To investigate CCP110 dysregulation in cancer progression, implement these sophisticated experimental designs:

• Multi-cancer tissue microarray analysis: Use validated CCP110 antibodies on tissue microarrays spanning multiple cancer types and their corresponding normal tissues. The documented positive tissues for CCP110 antibodies include human breast cancer tissue, colorectal adenocarcinoma tissue, and testicular germ cell tumor tissue . Quantify expression levels and correlate with clinicopathological features to identify cancer types where CCP110 dysregulation is particularly relevant.

• CRISPR/Cas9-mediated CCP110 modulation in cancer models: Generate isogenic cancer cell lines with CCP110 knockout, knockdown, or overexpression using CRISPR/Cas9 technology. Assess effects on centrosome numbers, mitotic fidelity, genomic stability, and hallmarks of cancer (proliferation, invasion, anchorage-independent growth) using antibody-based detection methods.

• Patient-derived xenograft (PDX) studies: Establish PDX models from tumors with varying CCP110 expression levels (as determined by antibody staining). Monitor tumor growth, metastatic potential, and response to therapies, particularly those targeting cell cycle checkpoints or centrosome amplification.
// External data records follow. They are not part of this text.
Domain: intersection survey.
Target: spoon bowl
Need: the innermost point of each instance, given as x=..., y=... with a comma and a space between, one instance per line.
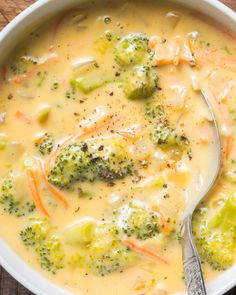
x=191, y=260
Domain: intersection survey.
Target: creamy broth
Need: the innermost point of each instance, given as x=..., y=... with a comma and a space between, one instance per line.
x=44, y=97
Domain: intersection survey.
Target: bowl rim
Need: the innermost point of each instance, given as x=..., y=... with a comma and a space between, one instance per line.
x=44, y=287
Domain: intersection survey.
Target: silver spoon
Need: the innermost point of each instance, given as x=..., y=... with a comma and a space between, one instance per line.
x=191, y=261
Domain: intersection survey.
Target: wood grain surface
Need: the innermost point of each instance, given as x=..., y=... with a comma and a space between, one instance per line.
x=8, y=10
• Live-cell imaging of CCP110 dynamics in cancer cells: Using cell lines stably expressing fluorescently tagged CCP110, perform live-cell imaging during cell division in normal versus cancer cells. Compare centrosomal localization patterns, removal kinetics during ciliogenesis, and protein stability using complementary antibody-based approaches for validation.

• Interaction proteomics in cancer contexts: Perform immunoprecipitation with CCP110 antibodies followed by mass spectrometry in normal versus cancer cells to identify cancer-specific alterations in CCP110 interaction networks, particularly focusing on interactions with oncogenes or tumor suppressors.
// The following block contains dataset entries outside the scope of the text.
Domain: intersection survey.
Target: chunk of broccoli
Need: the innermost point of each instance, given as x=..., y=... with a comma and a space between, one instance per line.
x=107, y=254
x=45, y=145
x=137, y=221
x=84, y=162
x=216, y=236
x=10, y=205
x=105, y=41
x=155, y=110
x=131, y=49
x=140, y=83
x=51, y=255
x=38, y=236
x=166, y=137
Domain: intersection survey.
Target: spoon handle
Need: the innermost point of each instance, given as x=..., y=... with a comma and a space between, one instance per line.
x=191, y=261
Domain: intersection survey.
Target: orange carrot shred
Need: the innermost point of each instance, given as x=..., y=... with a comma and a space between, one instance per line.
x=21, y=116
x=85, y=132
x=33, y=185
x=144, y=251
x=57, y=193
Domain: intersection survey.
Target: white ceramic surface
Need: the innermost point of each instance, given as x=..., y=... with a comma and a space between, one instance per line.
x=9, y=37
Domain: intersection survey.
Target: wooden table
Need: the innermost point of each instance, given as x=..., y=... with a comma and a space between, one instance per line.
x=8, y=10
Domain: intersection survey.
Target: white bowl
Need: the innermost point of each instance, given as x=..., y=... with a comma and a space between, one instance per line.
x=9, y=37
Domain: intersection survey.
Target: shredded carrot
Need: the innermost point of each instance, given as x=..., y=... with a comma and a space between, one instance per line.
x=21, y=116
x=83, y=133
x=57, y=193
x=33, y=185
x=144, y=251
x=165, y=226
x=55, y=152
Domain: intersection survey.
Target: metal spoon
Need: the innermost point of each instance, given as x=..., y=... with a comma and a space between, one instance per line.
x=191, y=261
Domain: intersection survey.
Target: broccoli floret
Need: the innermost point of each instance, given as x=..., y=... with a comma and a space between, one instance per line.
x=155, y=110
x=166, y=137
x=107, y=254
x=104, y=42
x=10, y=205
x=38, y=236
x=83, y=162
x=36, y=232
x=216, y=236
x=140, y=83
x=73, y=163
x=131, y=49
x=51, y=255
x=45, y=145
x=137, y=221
• Centrosome amplification correlation studies: In cancer samples with centrosome amplification, use CCP110 antibodies alongside markers of centrosome amplification (e.g., γ-tubulin, centrin) to determine if CCP110 levels correlate with the degree of amplification and chromosomal instability.

• Therapeutic targeting evaluation: Test compounds that indirectly modulate CCP110 levels or activity (e.g., CDK inhibitors, which may affect CCP110 phosphorylation) in CCP110-high versus CCP110-low cancer models. Use CCP110 antibodies to monitor effects on protein levels, localization, and modification states.

• Correlation with cancer stem cell markers: In tumors with cancer stem cell populations, investigate whether CCP110 levels (detected by antibody staining) correlate with stemness markers, potentially indicating a role in maintaining cancer stem cell properties.

These experimental approaches would provide comprehensive insights into how CCP110 dysregulation contributes to cancer progression and potential therapeutic vulnerabilities.